If any employee victimises other employees who have raised concerns or if any employee deters other employees from making concerns about wrongdoings, then the employee responsible may be liable to disciplinary action, including summary dismissal.
8.1 Grounds for raising a concern
You should follow this procedure where you have a genuine suspicion about actual or planned malpractice and wrong doing or which affects you and the firm.
This includes malpractice or wrongdoing which:
- Amounts to a breach of the Financial Services and Markets Act 2000 or any applicable FCA requirements
- Amount to a criminal offence or breach of civil law
- Amounts to a breach of any statutory code of practice
- Amounts to corruption or fraud
- Amounts to a miscarriage of justice
- Involves danger to the health and safety of any person
- Involves damage or potential damage to the environment
- Attempts to cover up the occurrence or likely occurrence of any of the above
You must raise your concern(s) in good faith and must reasonably believe that the information that you wish to disclose relates to one of the above categories of wrong doing.

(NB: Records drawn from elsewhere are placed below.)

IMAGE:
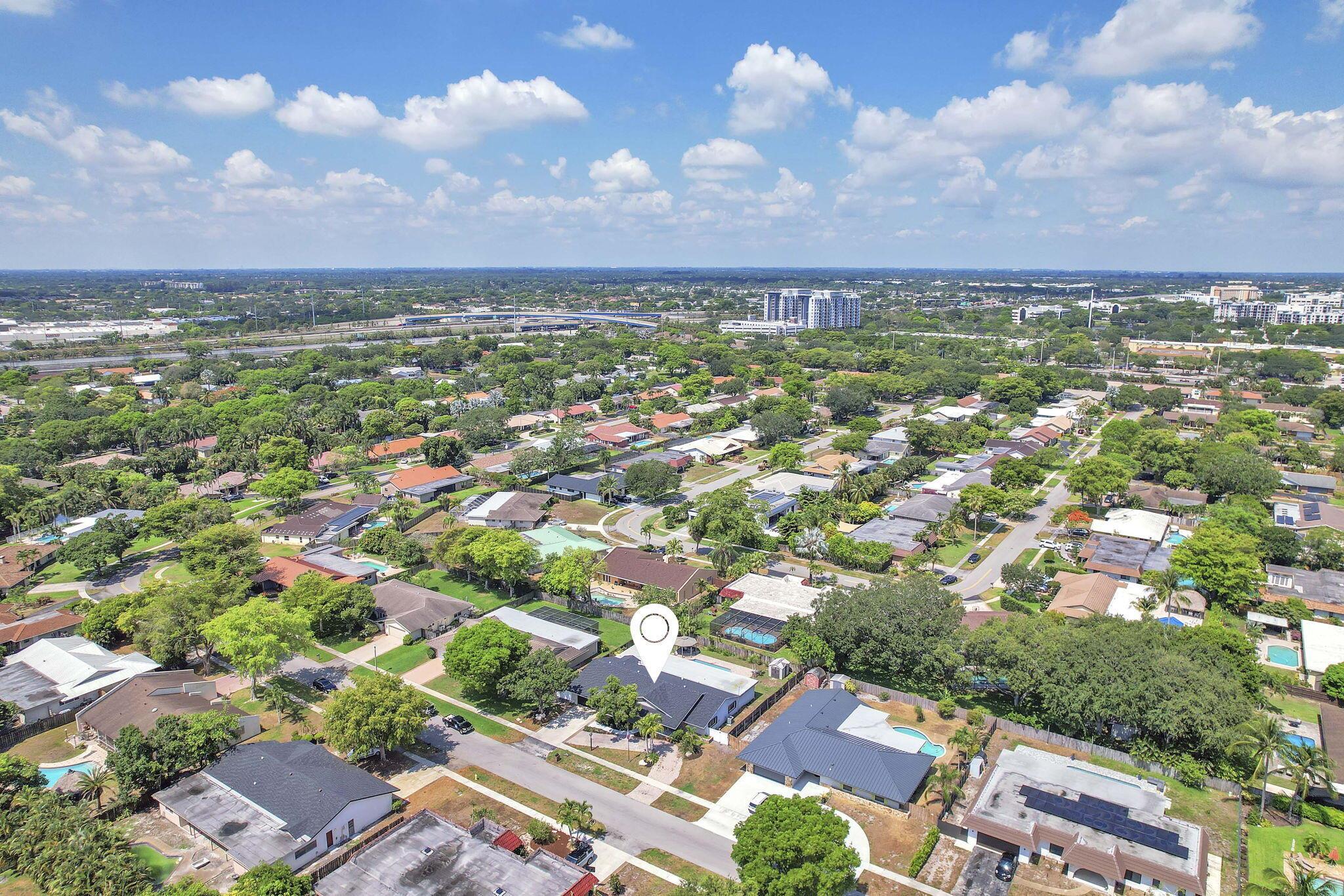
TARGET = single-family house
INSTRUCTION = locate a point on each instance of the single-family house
(331, 520)
(427, 484)
(20, 559)
(406, 609)
(55, 675)
(618, 434)
(695, 695)
(832, 738)
(430, 856)
(146, 699)
(628, 570)
(396, 449)
(547, 630)
(277, 802)
(18, 633)
(505, 510)
(1108, 829)
(588, 487)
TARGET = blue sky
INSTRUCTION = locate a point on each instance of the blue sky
(1192, 134)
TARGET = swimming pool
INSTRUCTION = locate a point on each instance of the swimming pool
(52, 775)
(1282, 656)
(929, 748)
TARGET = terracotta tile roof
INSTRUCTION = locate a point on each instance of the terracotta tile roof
(38, 625)
(423, 474)
(396, 446)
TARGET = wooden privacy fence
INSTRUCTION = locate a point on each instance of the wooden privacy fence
(1047, 737)
(764, 706)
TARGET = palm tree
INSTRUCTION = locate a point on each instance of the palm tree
(574, 816)
(94, 783)
(1308, 767)
(1305, 882)
(946, 782)
(1263, 739)
(648, 725)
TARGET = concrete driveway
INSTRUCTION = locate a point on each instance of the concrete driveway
(732, 807)
(977, 878)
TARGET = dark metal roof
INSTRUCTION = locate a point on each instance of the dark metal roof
(805, 739)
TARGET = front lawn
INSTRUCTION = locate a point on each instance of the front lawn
(613, 634)
(404, 659)
(474, 593)
(1268, 845)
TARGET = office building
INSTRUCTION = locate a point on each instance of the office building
(812, 308)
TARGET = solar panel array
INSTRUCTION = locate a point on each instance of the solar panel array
(1106, 817)
(565, 619)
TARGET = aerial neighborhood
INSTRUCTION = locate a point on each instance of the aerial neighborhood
(982, 610)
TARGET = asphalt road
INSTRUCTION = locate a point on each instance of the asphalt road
(631, 825)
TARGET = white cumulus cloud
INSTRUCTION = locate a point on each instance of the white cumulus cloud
(591, 37)
(774, 89)
(623, 173)
(51, 123)
(719, 159)
(316, 112)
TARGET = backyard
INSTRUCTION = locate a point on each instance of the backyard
(483, 597)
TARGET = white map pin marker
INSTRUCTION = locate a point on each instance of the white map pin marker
(655, 629)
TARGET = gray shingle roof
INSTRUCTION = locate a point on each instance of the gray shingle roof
(805, 739)
(299, 782)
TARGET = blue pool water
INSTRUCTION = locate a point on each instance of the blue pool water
(1282, 656)
(931, 748)
(749, 636)
(52, 775)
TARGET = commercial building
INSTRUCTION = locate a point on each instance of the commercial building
(1106, 828)
(812, 308)
(756, 327)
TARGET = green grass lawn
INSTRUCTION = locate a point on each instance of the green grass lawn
(159, 864)
(404, 659)
(484, 598)
(342, 647)
(613, 634)
(1268, 845)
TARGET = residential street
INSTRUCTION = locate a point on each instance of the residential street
(632, 825)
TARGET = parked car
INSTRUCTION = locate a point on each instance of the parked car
(460, 724)
(582, 856)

8.2 Who to raise a concern with
You should raise your concern with the Director, Mr. __________
8.3 How to raise a concern
You should initially raise your concern(s) directly, by speaking personally, and in confidence to the appropriate person, (as indicated above). However, if you consider that it is insufficient or impractical to resolve the concern by way of a confidential discussion, you may raise the concern in writing. In the event that you do raise a concern, the Director may request that you put your concerns(s) in writing.
Once a complaint is received, Management will conduct an investigation into the allegation(s). Unity Remit Ltd will do everything that it can to respect confidentiality and to prevent reprisals.
However, in order to investigate your concern(s) properly it may be necessary for you to consent to other employees being informed of your concern(s). You may request anonymity, but this may affect the ability to investigate your concern(s). The investigation will be conducted and concluded as quickly as possible.
We will advise you in a manner and to an extent considered appropriate, of the outcome of any investigation. This may include disciplinary action being taken against any employee(s) suspected of malpractice. You must treat the investigation, the outcome of the investigation, any report prepared as a result of the investigation and any disciplinary arising as confidential. Any breach of confidence may lead to disciplinary action being taken, including summary dismissal.